Antes de que Clarence pudiera terminar su frase, Sean entró desde fuera.

Su primer instinto fue mirar a Claire.

Ella estaba mirando de lado, sus ojos encontrándose con los suyos, la leve oscuridad en ellos se desvaneció, reemplazada por una sonrisa.

Clarence saludó a Sean, miró de nuevo a Claire y dijo:

—Piensa en lo que acabo de decir.

Sean le dio una mirada casual a la figura de Clarence que salía de la habitación del hospital.

Su mirada volvió a Claire, preguntando:

—¿Qué te pidió que consideraras?

Claire no ocultó nada y le contó directamente lo que Clarence acababa de decir.

—Si lo que dice es cierto, preguntar por el bienestar de Tristán no es gran cosa —Sean acercó una silla a la cama y se sentó, diciendo indiferentemente:

— Estando conmigo, inevitablemente tratarás con la Familia Lockwood. Tú y él no son enemigos; no hay necesidad de cortar lazos por completo.

Los ojos oscuros de Claire se centraron intensamente en él.

Sin decir palabra.

Sean levantó una ceja: ¿?

Claire dijo:

—Se dice que la mente de un primer ministro puede contener un barco, pero la tuya puede contener un portaaviones. Tu corazón es tan grande.

Sean se rió:

—No quiero que estés en una situación difícil, ¿estoy equivocado por eso?

Sus palabras la enfadaron tanto que se levantó de la cama y se subió a su regazo.

Sean estaba sentado en la estrecha silla individual del hospital, su alta figura ya hacía que el espacio fuera reducido, y con Claire subiéndose, no tuvo más remedio que sostenerla por la cintura y atraerla hacia sus brazos.

—¿No te duele la herida?

Ella estaba inquieta, así que él tenía que ser cuidadoso, asegurándose de no tocar su herida.
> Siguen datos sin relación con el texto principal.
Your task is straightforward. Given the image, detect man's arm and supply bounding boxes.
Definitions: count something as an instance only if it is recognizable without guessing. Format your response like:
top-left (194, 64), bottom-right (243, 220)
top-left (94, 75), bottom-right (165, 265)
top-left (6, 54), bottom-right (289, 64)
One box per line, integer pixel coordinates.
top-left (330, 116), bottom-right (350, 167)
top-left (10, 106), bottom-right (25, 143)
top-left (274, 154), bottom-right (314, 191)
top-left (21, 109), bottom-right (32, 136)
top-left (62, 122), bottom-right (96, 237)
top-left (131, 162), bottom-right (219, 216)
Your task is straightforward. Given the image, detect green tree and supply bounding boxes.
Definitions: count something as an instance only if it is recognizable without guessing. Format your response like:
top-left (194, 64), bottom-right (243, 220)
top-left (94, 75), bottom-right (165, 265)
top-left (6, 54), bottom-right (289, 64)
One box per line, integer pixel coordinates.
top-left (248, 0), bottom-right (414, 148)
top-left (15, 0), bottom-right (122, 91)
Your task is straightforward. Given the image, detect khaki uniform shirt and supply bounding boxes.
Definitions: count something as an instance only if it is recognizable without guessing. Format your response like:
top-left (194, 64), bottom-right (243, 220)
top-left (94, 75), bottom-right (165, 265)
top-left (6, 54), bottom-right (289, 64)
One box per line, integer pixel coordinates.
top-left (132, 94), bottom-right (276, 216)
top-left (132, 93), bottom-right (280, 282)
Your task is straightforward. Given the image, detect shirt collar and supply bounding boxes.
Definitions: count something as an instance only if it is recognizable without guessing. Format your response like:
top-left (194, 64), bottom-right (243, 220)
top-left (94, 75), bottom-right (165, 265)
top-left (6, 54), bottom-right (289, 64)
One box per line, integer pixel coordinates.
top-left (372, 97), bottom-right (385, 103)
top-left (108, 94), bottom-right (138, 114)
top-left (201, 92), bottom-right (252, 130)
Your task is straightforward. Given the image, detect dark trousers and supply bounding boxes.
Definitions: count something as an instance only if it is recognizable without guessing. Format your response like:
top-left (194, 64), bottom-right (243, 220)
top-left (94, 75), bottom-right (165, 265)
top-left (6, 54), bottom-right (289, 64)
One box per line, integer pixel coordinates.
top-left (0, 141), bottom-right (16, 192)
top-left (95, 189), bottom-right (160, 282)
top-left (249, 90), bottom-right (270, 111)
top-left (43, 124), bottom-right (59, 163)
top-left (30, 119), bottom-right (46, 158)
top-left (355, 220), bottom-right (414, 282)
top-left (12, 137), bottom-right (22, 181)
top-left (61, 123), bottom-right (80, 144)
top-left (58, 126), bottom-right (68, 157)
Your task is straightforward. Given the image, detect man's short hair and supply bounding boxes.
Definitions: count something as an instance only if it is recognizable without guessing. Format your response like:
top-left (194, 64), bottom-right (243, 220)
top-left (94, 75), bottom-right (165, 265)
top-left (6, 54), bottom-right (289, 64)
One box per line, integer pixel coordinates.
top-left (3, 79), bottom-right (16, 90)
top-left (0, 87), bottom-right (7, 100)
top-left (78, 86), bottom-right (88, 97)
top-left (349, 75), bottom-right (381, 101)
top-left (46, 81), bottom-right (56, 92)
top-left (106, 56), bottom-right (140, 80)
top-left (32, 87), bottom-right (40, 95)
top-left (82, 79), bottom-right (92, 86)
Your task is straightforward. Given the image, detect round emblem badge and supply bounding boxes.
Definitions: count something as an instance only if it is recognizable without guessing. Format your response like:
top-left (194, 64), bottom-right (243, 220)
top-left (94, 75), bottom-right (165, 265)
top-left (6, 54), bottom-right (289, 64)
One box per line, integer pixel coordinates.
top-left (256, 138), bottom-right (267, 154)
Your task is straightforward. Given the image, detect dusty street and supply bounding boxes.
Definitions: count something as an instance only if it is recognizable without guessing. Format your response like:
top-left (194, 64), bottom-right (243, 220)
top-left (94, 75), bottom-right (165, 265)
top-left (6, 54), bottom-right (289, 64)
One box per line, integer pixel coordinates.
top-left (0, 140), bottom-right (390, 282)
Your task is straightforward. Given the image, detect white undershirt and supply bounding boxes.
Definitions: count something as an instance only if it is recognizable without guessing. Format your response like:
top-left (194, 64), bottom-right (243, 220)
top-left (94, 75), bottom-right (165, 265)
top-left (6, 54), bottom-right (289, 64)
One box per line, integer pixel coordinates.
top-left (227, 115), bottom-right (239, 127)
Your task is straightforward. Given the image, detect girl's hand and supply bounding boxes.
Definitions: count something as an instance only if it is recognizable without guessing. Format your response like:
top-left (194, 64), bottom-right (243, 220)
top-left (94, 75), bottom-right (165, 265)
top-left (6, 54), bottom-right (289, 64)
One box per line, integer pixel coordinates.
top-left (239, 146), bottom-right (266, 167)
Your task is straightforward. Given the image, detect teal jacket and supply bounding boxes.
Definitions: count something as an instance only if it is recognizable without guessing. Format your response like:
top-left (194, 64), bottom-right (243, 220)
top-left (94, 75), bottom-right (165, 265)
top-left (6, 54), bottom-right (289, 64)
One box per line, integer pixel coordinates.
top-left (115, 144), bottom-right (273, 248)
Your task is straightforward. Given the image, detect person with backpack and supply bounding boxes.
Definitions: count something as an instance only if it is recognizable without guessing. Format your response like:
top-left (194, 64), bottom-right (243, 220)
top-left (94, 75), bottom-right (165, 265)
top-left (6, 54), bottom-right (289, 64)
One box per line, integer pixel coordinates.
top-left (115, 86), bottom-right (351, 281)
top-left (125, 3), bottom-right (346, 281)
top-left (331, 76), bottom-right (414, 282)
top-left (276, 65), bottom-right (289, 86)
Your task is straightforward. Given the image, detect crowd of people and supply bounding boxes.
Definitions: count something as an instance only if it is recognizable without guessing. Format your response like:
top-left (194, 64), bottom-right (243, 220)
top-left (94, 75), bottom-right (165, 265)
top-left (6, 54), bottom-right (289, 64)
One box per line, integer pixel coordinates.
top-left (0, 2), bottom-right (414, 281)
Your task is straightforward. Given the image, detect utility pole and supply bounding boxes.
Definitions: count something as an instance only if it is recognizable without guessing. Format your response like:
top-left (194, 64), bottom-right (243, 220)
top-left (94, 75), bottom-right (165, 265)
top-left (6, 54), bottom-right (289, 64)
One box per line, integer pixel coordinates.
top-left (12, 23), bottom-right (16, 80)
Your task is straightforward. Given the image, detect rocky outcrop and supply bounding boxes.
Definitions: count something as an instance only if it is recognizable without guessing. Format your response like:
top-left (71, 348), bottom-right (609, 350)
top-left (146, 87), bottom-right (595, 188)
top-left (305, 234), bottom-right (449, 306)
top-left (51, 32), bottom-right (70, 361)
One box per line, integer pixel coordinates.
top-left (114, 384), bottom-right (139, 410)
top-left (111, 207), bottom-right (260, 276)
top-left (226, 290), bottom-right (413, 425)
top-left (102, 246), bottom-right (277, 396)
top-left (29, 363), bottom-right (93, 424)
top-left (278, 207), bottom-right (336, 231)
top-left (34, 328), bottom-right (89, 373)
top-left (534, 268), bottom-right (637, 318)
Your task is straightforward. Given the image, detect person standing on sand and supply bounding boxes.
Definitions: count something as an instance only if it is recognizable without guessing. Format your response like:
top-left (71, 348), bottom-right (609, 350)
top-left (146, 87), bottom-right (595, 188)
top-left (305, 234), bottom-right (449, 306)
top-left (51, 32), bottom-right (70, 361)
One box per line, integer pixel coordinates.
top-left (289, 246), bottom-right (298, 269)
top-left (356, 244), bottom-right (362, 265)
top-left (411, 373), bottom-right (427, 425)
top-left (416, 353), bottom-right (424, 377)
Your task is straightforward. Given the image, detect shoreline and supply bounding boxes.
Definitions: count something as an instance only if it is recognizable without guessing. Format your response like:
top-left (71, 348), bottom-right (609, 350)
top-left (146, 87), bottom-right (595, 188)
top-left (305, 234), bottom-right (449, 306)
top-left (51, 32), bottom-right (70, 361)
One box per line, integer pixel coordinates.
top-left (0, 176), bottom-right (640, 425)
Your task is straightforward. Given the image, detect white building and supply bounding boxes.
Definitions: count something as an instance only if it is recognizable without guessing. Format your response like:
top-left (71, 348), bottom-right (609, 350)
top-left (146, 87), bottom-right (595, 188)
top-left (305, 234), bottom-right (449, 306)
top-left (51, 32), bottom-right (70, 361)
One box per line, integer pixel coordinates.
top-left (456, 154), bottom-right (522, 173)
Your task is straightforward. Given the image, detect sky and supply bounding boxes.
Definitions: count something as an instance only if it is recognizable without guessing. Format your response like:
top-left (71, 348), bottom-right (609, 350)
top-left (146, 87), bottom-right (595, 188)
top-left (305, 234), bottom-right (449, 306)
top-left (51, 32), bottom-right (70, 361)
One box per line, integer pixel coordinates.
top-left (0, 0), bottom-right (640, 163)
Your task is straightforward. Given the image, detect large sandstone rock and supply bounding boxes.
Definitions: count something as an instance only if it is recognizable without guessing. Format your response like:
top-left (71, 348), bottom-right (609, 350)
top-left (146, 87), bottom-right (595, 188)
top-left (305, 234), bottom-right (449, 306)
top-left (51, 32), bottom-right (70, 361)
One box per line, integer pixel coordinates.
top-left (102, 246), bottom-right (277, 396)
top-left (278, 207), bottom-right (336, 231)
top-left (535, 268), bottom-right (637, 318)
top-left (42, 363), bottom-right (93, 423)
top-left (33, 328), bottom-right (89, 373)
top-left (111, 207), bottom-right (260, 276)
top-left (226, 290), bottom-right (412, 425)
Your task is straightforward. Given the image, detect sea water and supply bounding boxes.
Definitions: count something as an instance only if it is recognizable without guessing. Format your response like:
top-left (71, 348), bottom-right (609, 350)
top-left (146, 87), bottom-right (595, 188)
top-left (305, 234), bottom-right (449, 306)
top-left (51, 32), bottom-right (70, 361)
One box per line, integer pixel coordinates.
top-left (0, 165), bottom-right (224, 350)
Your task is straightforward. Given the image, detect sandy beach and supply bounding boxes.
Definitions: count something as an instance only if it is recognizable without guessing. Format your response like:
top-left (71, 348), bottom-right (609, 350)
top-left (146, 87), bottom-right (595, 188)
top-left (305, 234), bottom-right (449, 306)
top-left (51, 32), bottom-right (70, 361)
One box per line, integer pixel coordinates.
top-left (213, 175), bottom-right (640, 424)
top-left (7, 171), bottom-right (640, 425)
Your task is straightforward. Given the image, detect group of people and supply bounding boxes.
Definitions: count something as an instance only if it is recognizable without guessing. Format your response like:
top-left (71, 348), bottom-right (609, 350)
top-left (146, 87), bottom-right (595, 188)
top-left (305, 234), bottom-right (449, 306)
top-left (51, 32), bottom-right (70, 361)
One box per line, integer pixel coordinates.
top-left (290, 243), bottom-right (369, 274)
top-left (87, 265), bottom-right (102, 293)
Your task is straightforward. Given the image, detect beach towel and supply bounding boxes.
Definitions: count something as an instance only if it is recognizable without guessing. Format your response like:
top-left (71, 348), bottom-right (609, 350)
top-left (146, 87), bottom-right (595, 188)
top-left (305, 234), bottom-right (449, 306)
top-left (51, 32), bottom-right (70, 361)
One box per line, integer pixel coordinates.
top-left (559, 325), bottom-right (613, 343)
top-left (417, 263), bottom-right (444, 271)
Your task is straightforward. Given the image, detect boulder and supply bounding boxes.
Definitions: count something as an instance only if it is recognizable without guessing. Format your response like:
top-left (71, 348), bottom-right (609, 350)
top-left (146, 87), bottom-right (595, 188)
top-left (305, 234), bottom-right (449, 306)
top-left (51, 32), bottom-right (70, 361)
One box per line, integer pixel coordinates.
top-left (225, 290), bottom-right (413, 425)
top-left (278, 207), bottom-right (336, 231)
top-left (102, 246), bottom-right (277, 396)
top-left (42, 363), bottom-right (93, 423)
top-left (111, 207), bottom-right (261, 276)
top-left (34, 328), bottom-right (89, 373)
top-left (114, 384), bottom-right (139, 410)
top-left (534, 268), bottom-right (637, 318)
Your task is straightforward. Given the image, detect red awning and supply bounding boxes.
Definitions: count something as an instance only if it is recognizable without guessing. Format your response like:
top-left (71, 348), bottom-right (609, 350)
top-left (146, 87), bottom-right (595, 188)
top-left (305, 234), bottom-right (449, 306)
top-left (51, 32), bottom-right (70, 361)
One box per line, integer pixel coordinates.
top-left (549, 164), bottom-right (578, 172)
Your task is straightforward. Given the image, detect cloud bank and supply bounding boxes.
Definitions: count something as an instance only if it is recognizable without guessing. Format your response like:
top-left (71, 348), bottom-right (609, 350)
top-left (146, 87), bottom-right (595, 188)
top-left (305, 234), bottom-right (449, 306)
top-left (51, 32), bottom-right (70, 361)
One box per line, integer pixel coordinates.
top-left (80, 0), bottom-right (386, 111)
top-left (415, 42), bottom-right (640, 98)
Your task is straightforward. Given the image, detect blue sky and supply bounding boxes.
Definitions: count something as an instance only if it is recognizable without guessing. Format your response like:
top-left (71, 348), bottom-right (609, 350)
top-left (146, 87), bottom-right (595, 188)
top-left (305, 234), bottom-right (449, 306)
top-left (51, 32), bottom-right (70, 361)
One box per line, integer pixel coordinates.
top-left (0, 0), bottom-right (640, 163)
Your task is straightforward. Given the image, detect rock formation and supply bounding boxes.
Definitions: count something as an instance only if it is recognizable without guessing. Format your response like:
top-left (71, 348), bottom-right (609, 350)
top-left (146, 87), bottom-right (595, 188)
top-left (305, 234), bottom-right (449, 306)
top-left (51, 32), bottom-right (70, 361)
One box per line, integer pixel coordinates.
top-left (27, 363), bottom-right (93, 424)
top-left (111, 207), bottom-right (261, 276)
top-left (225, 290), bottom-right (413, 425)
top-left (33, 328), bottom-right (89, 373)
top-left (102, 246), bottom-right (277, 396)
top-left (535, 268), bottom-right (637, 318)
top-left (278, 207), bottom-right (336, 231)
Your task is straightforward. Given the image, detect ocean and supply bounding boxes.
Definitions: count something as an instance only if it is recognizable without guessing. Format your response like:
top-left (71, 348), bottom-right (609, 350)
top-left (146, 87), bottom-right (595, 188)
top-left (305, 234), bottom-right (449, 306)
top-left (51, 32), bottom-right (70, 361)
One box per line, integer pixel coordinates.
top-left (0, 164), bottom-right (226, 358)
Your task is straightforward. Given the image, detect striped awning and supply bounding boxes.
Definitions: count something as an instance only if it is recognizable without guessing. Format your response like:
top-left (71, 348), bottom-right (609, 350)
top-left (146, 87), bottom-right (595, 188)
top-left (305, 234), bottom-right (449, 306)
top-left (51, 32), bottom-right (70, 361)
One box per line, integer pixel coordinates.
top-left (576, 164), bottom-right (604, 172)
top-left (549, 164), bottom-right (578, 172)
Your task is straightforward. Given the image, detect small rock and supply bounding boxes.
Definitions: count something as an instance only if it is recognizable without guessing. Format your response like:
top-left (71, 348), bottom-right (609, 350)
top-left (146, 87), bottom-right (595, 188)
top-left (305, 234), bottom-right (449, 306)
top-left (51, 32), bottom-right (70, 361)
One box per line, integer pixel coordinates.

Claire lo miró seriamente:

—Dolor de corazón.

—¿?

Él la sujetó con más fuerza.

—¿Quieres que te dé un masaje?

Claire dijo:

—Me di cuenta de que realmente no te importa que Tristán ronde a mi alrededor, ¿no puedes ser un poco más posesivo?

—¿Entonces deberíamos trasladarnos a otro hospital mañana? —Sus dedos se movieron hacia la nuca de ella, masajeando suavemente—. ¿O debería renunciar al Grupo Lockwood, y simplemente nos iríamos?